Salem hit the ground hard, the impact jarring every bone in his body. For a moment, there was only darkness—thick, suffocating, endless. He pushed himself up slowly, palms scraping against something that felt more like rough paper than stone.
The air here didn't move. It clung to his skin, dry and stale, smelling faintly of burnt ink.
Where… am I?
A single light blinked above him, far too bright for the void. It wasn't a sun or a lamp—more like the cursor of an old computer screen, pulsing slowly, waiting for input.
"Another draft," Salem muttered, voice hoarse. "Always another draft."
He looked around, and for the first time noticed the edges of his surroundings weren't solid. They bled into nothingness, corners unraveling into drifting strings of letters and half-formed sentences that floated upward like dying embers.

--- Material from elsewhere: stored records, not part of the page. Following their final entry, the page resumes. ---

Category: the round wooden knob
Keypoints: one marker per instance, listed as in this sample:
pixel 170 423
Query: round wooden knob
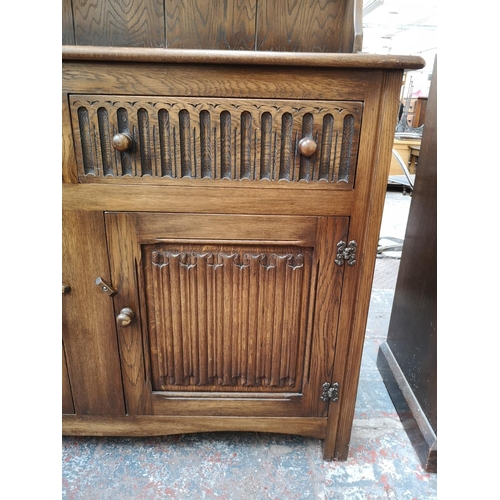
pixel 125 317
pixel 122 142
pixel 307 146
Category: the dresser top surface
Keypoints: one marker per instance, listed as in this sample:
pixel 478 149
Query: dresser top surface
pixel 240 57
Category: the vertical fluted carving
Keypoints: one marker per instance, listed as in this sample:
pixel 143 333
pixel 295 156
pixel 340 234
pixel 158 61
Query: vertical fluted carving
pixel 225 144
pixel 185 143
pixel 345 153
pixel 265 142
pixel 205 145
pixel 286 152
pixel 86 141
pixel 165 144
pixel 307 131
pixel 144 141
pixel 124 127
pixel 226 318
pixel 246 145
pixel 105 141
pixel 326 148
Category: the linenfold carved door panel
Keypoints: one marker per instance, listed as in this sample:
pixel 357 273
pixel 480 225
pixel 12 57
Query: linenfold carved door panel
pixel 226 311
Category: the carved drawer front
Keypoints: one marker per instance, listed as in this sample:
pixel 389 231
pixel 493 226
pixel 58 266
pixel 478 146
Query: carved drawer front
pixel 227 318
pixel 145 139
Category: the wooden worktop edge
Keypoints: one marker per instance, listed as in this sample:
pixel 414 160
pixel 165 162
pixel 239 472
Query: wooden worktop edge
pixel 189 56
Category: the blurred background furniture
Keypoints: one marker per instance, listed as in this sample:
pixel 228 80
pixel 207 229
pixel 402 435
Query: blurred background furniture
pixel 408 359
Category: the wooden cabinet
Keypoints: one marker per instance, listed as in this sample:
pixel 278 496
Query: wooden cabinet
pixel 221 217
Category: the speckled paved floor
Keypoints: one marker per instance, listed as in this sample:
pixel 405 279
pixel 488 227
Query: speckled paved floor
pixel 382 463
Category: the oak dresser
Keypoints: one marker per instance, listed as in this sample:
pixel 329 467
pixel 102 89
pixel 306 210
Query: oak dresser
pixel 221 211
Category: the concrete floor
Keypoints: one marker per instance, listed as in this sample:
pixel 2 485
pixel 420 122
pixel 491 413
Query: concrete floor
pixel 382 463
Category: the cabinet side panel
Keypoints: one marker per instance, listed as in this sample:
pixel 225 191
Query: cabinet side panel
pixel 68 35
pixel 89 333
pixel 67 399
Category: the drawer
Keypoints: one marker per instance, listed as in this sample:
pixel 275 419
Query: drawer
pixel 141 139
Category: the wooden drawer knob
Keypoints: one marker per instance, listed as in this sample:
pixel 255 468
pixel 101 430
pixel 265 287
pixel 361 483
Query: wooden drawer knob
pixel 307 146
pixel 122 142
pixel 125 317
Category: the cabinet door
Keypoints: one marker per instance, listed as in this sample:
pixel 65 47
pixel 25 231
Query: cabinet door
pixel 90 353
pixel 231 315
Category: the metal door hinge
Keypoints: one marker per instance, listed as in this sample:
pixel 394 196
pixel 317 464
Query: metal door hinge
pixel 346 253
pixel 330 392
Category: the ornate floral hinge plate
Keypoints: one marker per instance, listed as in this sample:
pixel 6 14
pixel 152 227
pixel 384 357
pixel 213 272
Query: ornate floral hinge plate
pixel 346 252
pixel 330 392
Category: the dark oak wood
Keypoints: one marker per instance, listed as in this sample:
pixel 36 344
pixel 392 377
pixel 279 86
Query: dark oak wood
pixel 305 26
pixel 68 34
pixel 197 24
pixel 250 25
pixel 69 168
pixel 244 303
pixel 89 334
pixel 205 281
pixel 408 359
pixel 67 398
pixel 157 425
pixel 135 23
pixel 308 59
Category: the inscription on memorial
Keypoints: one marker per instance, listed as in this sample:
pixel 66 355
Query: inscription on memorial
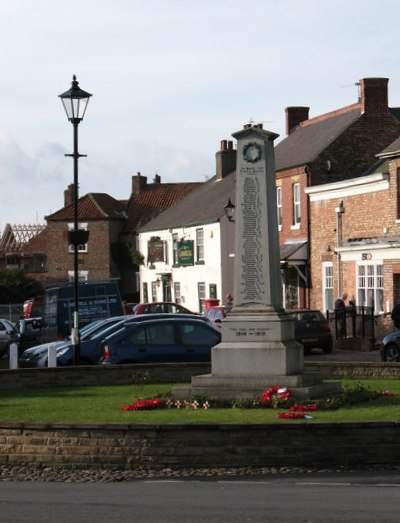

A whisper shivered through the air.
"You're not supposed to be here."
Salem spun around, fists clenched.
"Who said that?"
From the void, a figure stepped forward—a man, or something close enough to pass for one. His features were blurred, as though someone had sketched him hastily and never finished the lines. The only clear thing about him were his eyes: hollow, pitch-black voids reflecting Salem's own face.
"You don't belong here," the figure said, voice flat, mechanical. "This is the Hole. A place between drafts, between moments. Characters who fall here… don't usually come back."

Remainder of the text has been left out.